During this time in my life, I struggled with identity. How could I be a mindfulness meditation teacher and still party? I felt worried about what people would think about me, and at times I felt guilt for still drinking while on a journey of deeply connecting to my spiritual self. Eventually, I went sober. I stopped drinking and tried to be whom I thought I needed to be.
Going sober was extremely rewarding and positively changed my relationship with alcohol. The reckless, wild nights out had lost their appeal, and I found great enjoyment in being sober at parties. However, I did learn during this period that it does not have to be all or nothing. You do not need to give anything up to meditate, it is not an all-or-nothing practice, it is here to support you and the lifestyle you live.
I remember one day telling my mentor that I didn't feel spiritual enough to attend a certain event, that I didn't fit in. His response was powerful and it's stayed with me ever since. He told me that he never liked the saying, "fake it till you make it," because if you're doing it, then you're not faking it. If you are standing up on a stage teaching mindfulness meditation, that is who you are.
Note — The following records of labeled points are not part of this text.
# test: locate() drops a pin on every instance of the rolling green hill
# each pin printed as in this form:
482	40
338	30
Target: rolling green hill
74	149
This business, which was once called Conscious Minds, transitioned into REMiND with its main purpose and goal to make the practice accessible to everyone. You don't have to be a hippy to practice, nor do you need to dedicate your life to it. You can show up as you are and be proud of your practice, just like physical exercise, a daily gym class, or a run outside. In the world we're living in today, we all need this
I have reintroduced alcohol back into my life and still, enjoy a night out. Partying still has a place in my life. However, the practice has made me more mindful of my drinking. The big nights are far less often and now with much more sleep and control. Through my journey, I have found balance, but more importantly, I have found acceptance for who I am.

 Charlotte Ritchie and Ursula Griffen

As I sat down with my business partner to discuss our experience at SPLORE, I expressed that everything makes sense there. The idea of living in separate worlds no longer exists for me. I connected with many spiritual individuals who practice breath-work during the day and can be found on the dance floor at 7 am. These worlds can coexist together, and I feel an overwhelming sense of gratitude, love, and acceptance from my time at SPLORE.


This has been my journey, this has been the journey of REMiND, and now more than ever, I have complete confidence in who I am, what I teach, and what my purpose is.